When it’s all over, a German officer fumes and rages at the sole surviving British officer, dismounted and captured, astounded at why they didn’t think that they’d defend their camp with the sort of modern industrial firepower that would end up making short work of men emerging in trenches for the next four awful years. What’s even more amazing is that four years later, even after they’d invented tanks, the British mounted another cavalry charge on retreating Germans after the stalemate of trench warfare had been broken, with similarly dismal results – just four out of 150 horses survived. The Canadians led their last-ever cavalry charge in October of 1918, a month before the Armistice. Madness truly is the act of repeating the same hopeless action and expecting a different result.
Based on a book and a hit British play, War Horse is nominally the story of Albert (Jeremy Irvine,) the son of a smallholding farmer in rural England, who forms a bond with the thoroughbred colt his father buys as a drunken whim instead of a draught horse. The rent due and war underway, the farmer sells his son’s horse to a sensitive and sympathetic cavalry officer (Tom Hiddleston) who rides it into German gunfire with predictable results. The balance of the film is the story of Joey, the horse, as it wanders on both sides of the front, briefly owned by a young German deserter and a pretty but sickly French girl before ending up hauling artillery for the Germans, while Albert manages to get into uniform and into the trenches to search for his horse.
Like much of Spielberg these days, it’s tremendously exciting, mawkish, affecting and manipulative, in a weaving cycle that few if any of the director’s films can avoid anymore. Spielberg’s eye for cinematic spectacle is in fine form, as ever, but his reliance on show-stopping camera work – those crane shots that launch into the sky to give a god’s-eye perspective on the aftermath of human disaster – has almost fully evolved from signature to stylistic crutch.

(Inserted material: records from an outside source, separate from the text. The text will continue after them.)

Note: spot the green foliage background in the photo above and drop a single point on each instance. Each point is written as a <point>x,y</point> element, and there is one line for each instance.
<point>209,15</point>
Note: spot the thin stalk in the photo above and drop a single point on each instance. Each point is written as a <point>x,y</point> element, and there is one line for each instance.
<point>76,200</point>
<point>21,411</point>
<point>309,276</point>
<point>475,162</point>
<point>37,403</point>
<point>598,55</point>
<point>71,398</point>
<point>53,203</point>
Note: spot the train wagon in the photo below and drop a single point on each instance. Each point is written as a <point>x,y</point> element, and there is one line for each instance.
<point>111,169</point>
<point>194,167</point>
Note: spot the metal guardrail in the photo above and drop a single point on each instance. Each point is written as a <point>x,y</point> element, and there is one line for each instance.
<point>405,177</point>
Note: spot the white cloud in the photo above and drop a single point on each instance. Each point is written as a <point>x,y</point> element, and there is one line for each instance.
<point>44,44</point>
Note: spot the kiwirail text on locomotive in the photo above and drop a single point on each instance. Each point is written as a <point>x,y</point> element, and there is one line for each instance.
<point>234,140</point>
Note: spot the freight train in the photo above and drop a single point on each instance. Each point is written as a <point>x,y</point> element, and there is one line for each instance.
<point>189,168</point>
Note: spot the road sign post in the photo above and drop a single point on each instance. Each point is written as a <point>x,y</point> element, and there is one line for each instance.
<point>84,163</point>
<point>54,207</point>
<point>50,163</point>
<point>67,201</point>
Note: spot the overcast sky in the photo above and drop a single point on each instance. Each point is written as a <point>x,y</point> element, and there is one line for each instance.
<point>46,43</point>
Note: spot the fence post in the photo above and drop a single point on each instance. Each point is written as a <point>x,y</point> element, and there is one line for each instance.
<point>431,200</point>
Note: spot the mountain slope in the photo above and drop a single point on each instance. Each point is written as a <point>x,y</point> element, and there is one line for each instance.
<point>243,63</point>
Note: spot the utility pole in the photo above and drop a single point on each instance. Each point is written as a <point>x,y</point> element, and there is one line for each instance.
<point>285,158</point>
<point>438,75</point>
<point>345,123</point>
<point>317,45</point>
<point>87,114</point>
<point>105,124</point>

And still there are moments when his confident touch returns to create something startling, like the scene where Joey, mad with grief and fear, flees the German lines under the pounding of an artillery barrage and runs through the mud and barbed wire of No Man’s Land, ending up trapped in the wire as it prongs and snaps with lacerating metallic rattles around him, trapping the horse between two armies.
We are less than seven years away from the anniversary of the end of World War I, and the last surviving combat veteran of the war died this year. There might be young people unaware of the dire historical facts and the unspeakable human toll of that war, but for almost everyone else, the sheer scale of the losses and nightmarish reality of the trenches, repeated in refrain for almost a century, has dulled us to the staggering truth of it all. Which is probably why Spielberg and the creators of War Horse have seen fit to transfer our sympathy from a mere human caught in that carnage to a horse, enlisting it to re-awake our sense of pathos in the form of that most noble and graceful of animals, into whose big, dark, anxious eyes Spielberg invests so much human emotion. It’s a remarkable feat, to be sure, but some part of me can’t help but be saddened that we’ve had to transfer to an animal what we can no longer comprehend in men.